Comedy of menace in relation to the dramatic content of Pinter's play " The Birthday Party"

Discuss the concept of “ comedy of menace” in relation to the dramatic content of Pinter’s play “ The Birthday Party”.




As we know that phrase “ comedy of menace “ often applied to his early plays such as “ The Room”, “Birthday Party” and “ a Slight Ache”. It suggest that although they are funny, they are also frightening or menacing in a vague and undefined way. Even as they laugh, the audience is unsettled, ill at ease and uncomfortable.
And we also know that comedy of menace is a term used to describe the plays of David Campton and Harold Pinter by drama critic Irving Wardle, borrowed from the subtitle of Campton’s play The Lunatic View: A Comedy of Menace in reviewing their plays in Encore in 1958.
“comedy of menace” caught on and have been used generally in advertisements and in critical accounts, notices, and reviews to describe Pinter’s early plays and some of his later work as well.
The Birthday Party- the comedy of menace is a tragedy with a number of comic elements. It is a comedy which also produces an overwhelming tragic  effect. Throughout the play we are easily kept amused and yet throughout the play we find ourselves also on the brink of terror. Some indefinable and vague fear keeps our nerves on an edge. We feel uneasy all the time even when we are laughing or smiling with amusement. This dual quality gives to the play a unique character.
The menace evolves from actual violence in the play or from an underlying sense of violence throughout the play.
It may develop from a feeling of uncertainty and insecurity. The audience may be made to feel  that the security of the principal character and even the audience’s own security is threatened by some impending danger or fear.
This feeling of menace establishes a strong connection between character’s predicament and audience’s personal anxieties.
Pinter’s own comment
“ more often than not the speech only seems to be funny –the man in question is actually fighting a battle for his life”.

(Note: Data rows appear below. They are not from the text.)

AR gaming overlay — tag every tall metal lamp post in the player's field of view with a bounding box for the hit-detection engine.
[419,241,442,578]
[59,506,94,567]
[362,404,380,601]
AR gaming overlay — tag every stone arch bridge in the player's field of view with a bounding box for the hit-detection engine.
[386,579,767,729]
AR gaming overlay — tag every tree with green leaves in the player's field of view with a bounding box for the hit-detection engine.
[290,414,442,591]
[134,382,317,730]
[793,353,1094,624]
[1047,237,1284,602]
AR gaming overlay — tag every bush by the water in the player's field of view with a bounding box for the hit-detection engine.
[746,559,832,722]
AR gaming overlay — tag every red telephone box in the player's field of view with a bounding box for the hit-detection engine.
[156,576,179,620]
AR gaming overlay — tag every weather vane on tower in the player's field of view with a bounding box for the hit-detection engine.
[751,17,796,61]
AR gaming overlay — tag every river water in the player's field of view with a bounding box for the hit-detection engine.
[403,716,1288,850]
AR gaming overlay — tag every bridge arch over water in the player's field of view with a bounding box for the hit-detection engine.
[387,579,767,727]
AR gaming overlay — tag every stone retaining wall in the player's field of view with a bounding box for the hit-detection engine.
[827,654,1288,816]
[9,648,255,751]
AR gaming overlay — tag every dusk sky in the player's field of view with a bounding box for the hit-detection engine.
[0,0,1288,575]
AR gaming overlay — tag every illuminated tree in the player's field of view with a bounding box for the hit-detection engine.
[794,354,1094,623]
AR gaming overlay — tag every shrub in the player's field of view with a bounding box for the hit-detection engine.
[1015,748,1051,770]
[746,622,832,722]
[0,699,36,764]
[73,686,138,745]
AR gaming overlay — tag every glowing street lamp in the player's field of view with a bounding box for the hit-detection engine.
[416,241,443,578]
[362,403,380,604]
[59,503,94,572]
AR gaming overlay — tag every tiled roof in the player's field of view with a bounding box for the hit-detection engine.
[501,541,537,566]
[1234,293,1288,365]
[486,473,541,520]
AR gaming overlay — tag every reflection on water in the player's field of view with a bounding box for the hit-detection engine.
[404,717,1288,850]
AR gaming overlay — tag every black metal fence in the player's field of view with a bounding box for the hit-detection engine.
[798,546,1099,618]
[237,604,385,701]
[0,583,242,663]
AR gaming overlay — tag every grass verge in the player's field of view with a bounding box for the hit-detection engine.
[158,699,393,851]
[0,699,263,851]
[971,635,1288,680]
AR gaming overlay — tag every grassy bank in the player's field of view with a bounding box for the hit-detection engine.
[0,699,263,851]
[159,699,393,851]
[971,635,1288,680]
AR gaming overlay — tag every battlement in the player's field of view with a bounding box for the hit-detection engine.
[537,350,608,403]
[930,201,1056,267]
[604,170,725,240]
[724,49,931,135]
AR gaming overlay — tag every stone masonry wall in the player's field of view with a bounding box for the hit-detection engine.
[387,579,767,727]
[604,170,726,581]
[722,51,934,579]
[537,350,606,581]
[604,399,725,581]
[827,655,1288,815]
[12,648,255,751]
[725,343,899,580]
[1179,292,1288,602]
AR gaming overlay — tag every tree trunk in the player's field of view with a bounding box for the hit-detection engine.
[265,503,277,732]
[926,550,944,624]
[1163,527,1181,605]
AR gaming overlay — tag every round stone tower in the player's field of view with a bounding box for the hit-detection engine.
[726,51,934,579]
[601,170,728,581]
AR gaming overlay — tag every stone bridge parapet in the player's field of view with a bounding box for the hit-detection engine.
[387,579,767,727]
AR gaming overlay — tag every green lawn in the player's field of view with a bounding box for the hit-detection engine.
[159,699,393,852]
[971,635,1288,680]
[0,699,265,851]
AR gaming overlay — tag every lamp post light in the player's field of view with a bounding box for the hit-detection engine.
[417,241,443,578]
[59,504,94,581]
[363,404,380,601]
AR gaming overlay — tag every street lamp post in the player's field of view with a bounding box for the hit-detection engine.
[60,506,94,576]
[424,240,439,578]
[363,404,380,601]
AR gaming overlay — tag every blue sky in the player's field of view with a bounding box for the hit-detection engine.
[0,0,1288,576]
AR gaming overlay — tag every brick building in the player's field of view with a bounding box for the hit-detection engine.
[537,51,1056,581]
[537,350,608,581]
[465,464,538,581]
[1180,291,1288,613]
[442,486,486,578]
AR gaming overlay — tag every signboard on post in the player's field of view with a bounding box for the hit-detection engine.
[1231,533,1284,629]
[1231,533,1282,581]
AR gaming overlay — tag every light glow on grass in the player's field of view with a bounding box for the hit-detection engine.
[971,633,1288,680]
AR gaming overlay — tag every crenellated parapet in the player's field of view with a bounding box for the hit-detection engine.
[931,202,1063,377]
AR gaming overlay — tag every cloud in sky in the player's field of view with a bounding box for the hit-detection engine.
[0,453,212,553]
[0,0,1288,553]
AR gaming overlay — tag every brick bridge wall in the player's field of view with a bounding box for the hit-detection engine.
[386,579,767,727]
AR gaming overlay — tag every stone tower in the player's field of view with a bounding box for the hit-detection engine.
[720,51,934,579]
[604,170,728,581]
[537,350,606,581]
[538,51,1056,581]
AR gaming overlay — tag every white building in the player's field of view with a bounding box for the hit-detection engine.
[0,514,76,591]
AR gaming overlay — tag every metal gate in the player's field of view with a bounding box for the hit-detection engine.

The atmosphere of menace is also created by Pinter’s ability to drop suddenly from a high comic level to one of deep seriousness.
The room or house represents security from the outside world but sadly it is impossible sustain. The menace in the  form of Goldberg and McCann represents a hostile outside world. They are the exception to the rule where life is normal and pleasant outside.

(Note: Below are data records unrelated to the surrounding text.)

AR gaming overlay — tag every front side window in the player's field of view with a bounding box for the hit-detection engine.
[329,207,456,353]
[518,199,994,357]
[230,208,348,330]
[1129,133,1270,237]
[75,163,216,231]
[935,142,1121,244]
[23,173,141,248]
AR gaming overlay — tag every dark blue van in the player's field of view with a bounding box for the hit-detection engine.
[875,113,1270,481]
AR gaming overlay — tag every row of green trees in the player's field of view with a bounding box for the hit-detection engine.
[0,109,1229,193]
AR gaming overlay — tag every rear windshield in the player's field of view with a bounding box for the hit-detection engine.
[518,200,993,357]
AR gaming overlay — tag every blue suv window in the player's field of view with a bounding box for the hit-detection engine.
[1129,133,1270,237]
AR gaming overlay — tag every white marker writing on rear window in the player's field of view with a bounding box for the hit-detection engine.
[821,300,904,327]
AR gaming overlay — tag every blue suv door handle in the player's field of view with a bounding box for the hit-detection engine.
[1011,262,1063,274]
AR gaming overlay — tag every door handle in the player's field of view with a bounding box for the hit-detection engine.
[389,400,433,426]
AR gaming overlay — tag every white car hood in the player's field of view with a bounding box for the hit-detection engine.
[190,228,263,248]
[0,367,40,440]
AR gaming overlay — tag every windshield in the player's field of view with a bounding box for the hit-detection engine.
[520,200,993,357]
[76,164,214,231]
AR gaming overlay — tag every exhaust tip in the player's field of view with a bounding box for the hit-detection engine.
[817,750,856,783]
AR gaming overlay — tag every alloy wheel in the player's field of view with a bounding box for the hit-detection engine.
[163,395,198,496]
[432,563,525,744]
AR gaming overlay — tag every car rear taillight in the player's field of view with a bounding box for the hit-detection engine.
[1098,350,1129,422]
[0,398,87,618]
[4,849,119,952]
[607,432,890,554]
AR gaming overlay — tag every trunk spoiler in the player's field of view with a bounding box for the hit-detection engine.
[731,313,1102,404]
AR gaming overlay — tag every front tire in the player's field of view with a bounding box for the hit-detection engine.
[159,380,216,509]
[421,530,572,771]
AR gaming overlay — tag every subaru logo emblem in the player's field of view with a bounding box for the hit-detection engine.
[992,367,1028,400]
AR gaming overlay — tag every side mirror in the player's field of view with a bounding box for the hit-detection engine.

Here we find that general setting of the play is naturalistic and mundane. Involving no menace. However
One of Pinter’s greatest skill is his ability to make an apparently normal and trivial object, like a toy drum, appear strange and threatening. Pinter can   summon forth an atmosphere of menace from ordinary everyday objects and events and one way in which this is done is by combining two apparently opposed moods such as terror and amusement.
Much of Birthday Party is both frightening and funny. Stanley is destroy by ‘ a torrent of words, but mingled in with the serious accusations eg “ He’s killed his wife” are ones which are trivial and ludicrous eg “ why do you pick your nose?”

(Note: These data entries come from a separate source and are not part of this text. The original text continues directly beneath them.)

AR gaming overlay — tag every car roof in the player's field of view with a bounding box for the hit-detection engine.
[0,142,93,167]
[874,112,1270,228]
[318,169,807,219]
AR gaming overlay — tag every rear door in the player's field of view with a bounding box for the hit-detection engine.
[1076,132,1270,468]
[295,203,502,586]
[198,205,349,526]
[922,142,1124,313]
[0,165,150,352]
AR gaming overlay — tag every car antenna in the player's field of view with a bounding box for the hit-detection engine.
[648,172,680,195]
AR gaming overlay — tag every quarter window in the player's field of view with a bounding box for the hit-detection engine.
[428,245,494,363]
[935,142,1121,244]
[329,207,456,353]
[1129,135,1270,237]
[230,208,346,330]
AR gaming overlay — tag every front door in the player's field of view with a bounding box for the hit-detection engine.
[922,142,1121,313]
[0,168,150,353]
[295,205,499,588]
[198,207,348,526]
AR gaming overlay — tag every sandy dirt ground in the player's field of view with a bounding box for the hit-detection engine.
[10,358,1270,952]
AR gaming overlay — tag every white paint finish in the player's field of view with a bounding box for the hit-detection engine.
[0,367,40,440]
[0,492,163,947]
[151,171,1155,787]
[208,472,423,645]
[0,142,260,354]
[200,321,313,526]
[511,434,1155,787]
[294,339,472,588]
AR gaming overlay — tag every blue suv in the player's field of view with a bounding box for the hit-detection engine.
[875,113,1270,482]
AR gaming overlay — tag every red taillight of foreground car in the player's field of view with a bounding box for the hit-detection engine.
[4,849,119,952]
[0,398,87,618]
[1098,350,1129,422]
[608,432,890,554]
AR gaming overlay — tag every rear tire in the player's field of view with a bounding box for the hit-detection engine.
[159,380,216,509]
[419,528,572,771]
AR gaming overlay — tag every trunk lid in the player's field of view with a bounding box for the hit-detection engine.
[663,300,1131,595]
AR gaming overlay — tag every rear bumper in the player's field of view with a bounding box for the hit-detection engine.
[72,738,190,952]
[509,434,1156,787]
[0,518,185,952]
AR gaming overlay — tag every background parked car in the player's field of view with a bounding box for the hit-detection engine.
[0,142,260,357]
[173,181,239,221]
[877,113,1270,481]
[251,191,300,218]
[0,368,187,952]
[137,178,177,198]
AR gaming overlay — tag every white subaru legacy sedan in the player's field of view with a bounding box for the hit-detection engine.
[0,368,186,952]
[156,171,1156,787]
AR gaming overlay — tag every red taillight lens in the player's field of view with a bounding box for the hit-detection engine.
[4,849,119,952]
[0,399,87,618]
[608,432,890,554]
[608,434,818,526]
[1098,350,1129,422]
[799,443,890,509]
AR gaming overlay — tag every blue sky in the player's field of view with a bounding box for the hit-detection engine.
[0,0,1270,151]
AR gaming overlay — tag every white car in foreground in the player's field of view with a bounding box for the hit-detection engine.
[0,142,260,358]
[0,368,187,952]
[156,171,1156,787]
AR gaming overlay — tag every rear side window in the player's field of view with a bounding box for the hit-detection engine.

Another technique that Pinter uses to create an atmosphere of menace is to cast doubt on almost everything in the play. One method of doing this is to have a character give a clear and definite statement and then have him flatly deny it later on.
The nature of reality here is confused the audience no longer knows what is or is not true and out of this comes an atmosphere of mystery and uncertainty. Pinter does not give background information about the characters in Birthday Party. This means the characters are not fixed as belonging to any particular place or time! Stanly has no history, he does not belong to anyone or anywhere, he has no family.
Thus at last I would like to say that the absurdity of the play which is represented through menacing effect has its own symbolic significance. It tries to explain the human predicament in this indifferent & hostile world.